Há entretanto descrições (entre admirados e preocupados) do que está sendo feito na França e na Grã-Bretanha. Há muitos que pensam serem capazes de transformar facilmente as máquinas de guerra em instrumentos de usos civis:


"É uma forma artesanal de pensar, usar os equipamentos militares que permanecerão disponíveis com a desmobilização. Já não é segredo para ninguém que o nosso exército (o italiano) está equipado com um poderoso equipamento aeronáutico, dizia Caproni, que têm uma escala significativa e uma gama considerável de máquinas.”

O Caproni Ca 42 bombardeiro de 1918, gigante dos céus.[1]
Estes são dias de esperanças e ilusões, os testes do Caproni podem realmente levar a converter o seu bombardeiro de três motores em transportes civis? A perspectiva é incerta, porém, ainda há muitas dúvidas sobre a fórmula ideal de um avião para o transporte e as soluções técnicas existentes ainda são insuficientes. No artigo "A Força Aérea depois da guerra," dizia-se:

"No que diz respeito ao tipo de dispositivo que terá preferência sobre os outros, vamos perceber que os bimotores sempre deram uma elevada percentagem de acidentes sendo forçados para baixo."  

E mais adiante complementa:

"À medida que o número de aviões de uma asa, o monoplano, pode certamente ser excluído, a escolha irá em seguida cair sobre o biplano ou triplano em dependendo da carga útil a ser transportada”.
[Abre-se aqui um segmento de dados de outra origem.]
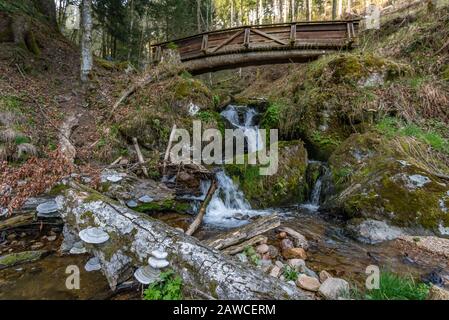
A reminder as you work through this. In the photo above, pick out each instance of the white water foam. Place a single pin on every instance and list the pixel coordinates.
(228, 207)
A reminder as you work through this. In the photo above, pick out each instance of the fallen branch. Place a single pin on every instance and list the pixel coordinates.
(234, 237)
(17, 221)
(140, 158)
(134, 236)
(199, 218)
(167, 152)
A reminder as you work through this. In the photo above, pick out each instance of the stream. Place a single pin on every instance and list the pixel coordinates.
(331, 247)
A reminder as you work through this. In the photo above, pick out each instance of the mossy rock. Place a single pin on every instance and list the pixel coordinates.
(287, 186)
(163, 206)
(14, 259)
(376, 178)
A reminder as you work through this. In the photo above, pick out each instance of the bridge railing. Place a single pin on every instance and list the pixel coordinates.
(285, 36)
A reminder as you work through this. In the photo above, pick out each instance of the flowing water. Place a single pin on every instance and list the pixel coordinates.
(331, 247)
(244, 118)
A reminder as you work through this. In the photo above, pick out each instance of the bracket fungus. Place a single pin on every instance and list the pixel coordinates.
(78, 248)
(93, 236)
(93, 265)
(146, 199)
(158, 254)
(49, 209)
(147, 275)
(157, 263)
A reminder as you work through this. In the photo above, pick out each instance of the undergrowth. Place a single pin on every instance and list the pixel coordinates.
(391, 127)
(169, 287)
(395, 287)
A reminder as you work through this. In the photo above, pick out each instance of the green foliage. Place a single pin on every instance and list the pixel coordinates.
(212, 118)
(252, 255)
(271, 117)
(290, 273)
(395, 287)
(21, 140)
(168, 288)
(391, 127)
(324, 140)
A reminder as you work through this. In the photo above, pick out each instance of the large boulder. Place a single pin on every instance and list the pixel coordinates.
(287, 186)
(398, 180)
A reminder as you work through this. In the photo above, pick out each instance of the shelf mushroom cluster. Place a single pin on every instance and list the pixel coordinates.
(151, 273)
(93, 236)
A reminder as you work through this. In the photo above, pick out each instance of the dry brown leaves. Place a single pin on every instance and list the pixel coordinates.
(34, 177)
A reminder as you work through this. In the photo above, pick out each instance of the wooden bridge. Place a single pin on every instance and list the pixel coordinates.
(258, 45)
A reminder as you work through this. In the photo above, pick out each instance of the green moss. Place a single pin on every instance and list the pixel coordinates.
(31, 44)
(163, 206)
(14, 259)
(395, 287)
(271, 117)
(58, 189)
(212, 119)
(288, 185)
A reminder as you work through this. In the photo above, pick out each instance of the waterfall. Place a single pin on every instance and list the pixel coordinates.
(244, 118)
(228, 207)
(315, 196)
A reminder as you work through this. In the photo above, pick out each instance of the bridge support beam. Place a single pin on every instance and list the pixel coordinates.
(244, 59)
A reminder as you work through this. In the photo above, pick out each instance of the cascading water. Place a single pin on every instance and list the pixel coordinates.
(228, 207)
(244, 118)
(315, 196)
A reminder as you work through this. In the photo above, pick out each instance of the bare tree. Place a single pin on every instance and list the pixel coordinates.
(308, 5)
(86, 40)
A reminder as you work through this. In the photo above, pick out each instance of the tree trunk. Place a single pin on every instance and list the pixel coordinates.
(198, 15)
(86, 40)
(48, 9)
(134, 236)
(308, 10)
(334, 9)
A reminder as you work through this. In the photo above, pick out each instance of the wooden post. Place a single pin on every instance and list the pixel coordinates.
(205, 43)
(293, 34)
(167, 152)
(140, 157)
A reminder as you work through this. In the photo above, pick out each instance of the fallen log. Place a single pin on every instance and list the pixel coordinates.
(234, 237)
(200, 216)
(140, 157)
(133, 236)
(242, 246)
(17, 221)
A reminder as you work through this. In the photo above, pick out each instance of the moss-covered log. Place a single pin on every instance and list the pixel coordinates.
(133, 236)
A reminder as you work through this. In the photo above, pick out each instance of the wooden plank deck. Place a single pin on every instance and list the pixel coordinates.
(261, 44)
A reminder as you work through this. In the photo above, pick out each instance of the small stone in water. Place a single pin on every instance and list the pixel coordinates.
(158, 254)
(275, 272)
(282, 235)
(51, 238)
(333, 288)
(93, 235)
(93, 265)
(146, 275)
(294, 253)
(286, 244)
(114, 178)
(132, 204)
(146, 199)
(47, 208)
(308, 283)
(324, 275)
(37, 246)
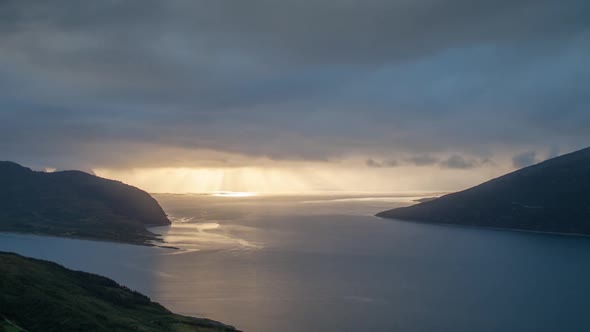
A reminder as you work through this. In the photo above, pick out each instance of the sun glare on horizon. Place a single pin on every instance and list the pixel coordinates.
(235, 194)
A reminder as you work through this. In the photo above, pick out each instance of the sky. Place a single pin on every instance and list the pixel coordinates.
(291, 95)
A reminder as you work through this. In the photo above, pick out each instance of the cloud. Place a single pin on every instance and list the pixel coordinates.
(381, 164)
(423, 160)
(524, 159)
(456, 161)
(142, 82)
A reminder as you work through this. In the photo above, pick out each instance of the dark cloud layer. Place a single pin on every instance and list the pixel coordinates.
(115, 82)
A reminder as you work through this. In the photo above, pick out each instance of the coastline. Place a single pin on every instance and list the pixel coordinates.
(92, 239)
(491, 228)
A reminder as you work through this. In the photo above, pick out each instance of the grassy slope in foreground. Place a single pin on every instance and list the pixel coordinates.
(552, 196)
(38, 295)
(75, 204)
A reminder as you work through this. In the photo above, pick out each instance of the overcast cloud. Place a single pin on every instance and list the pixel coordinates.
(436, 82)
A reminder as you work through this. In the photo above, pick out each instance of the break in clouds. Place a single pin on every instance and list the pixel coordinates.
(451, 84)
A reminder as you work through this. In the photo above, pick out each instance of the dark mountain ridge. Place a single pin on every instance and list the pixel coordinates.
(74, 203)
(551, 196)
(37, 295)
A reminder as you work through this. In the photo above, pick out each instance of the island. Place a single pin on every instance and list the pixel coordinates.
(551, 196)
(37, 295)
(76, 204)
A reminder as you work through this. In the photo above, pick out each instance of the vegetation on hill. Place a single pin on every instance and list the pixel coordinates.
(37, 295)
(552, 196)
(75, 204)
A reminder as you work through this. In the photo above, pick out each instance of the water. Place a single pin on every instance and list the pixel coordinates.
(323, 263)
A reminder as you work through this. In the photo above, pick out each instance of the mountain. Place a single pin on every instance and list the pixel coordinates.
(75, 204)
(37, 295)
(552, 196)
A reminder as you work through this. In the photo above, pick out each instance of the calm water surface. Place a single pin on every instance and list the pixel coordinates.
(324, 263)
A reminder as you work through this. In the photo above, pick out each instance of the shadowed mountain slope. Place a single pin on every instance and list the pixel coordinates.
(552, 196)
(75, 204)
(37, 295)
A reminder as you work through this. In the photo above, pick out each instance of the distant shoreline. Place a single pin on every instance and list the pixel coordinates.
(82, 238)
(490, 228)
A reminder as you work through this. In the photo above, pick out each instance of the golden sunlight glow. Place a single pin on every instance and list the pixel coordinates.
(302, 178)
(234, 194)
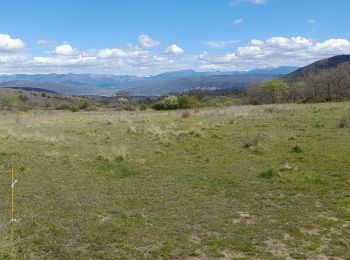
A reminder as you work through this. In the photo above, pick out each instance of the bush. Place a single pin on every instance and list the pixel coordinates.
(345, 121)
(253, 141)
(144, 107)
(70, 107)
(297, 149)
(269, 174)
(168, 103)
(186, 114)
(185, 102)
(23, 98)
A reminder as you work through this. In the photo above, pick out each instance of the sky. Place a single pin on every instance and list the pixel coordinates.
(147, 37)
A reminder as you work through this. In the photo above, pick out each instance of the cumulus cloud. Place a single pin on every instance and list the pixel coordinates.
(147, 42)
(311, 21)
(141, 60)
(220, 44)
(44, 42)
(174, 49)
(238, 21)
(217, 59)
(256, 2)
(276, 51)
(65, 50)
(8, 44)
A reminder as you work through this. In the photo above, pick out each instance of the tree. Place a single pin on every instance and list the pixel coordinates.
(275, 89)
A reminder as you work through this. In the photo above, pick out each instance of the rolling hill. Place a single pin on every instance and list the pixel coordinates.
(316, 67)
(107, 84)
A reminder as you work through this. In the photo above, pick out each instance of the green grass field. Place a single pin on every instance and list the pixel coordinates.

Aparece (no artigo) um ponto de vista mais equilibrado do coronel Roger Pier Peccio, o da necessidade de um longo trabalho para que se possa ter um bom transporte aéreo. Em destaques o fato, contra as opiniões generalizadas e alimentadas por industriais, que não é o de transformar imediatamente os bombardeiros de Caproni da Grande Guerra, como três motores, em máquinas para o transporte de passageiros e mercadorias:

"Os dispositivos que existem agora não são de início os mais apropriados, em minha opinião, são experimentos da aviação burguesa, mas existem alguns tipos que podem prestar-se a experimentos sérios."

 Concluindo-se, talvez o mais importante seja entender que as instalações terrestres e de apoio são essenciais para permitirem rotas regulares e seguras:

"Faremos trilhas  (campos de pouso) que deverão custar menos e estações que serão equipadas com todos os órgãos de sinalização, capazes de facilitar as rota das aeronaves, tais como faróis ou balões que deverão ser elevados acima da neblina, para sinalizar (tipo os faróis usados em navegação marítima). Mesmo quando a visibilidade não for perfeita, você poderá voar, mesmo em dias que estão agora proibitivos.”

Na imagem [1] - O Caproni Ca 42 bombardeiro de 1918, gigante dos céus, este notável triplano com três motores. Ele carregava uma tripulação de quatro pessoas e possuía uma nacele menor para transportar a carga de bombas. Construído na Itália por Soc. Aviazione Caproni para o exército italiano tinha uma envergadura de 29,9 m, 13,1 m de comprimento, pesava 6700 kg e alcançava uma velocidade de 125 km / h, também tinha uma configuração twin-cauda.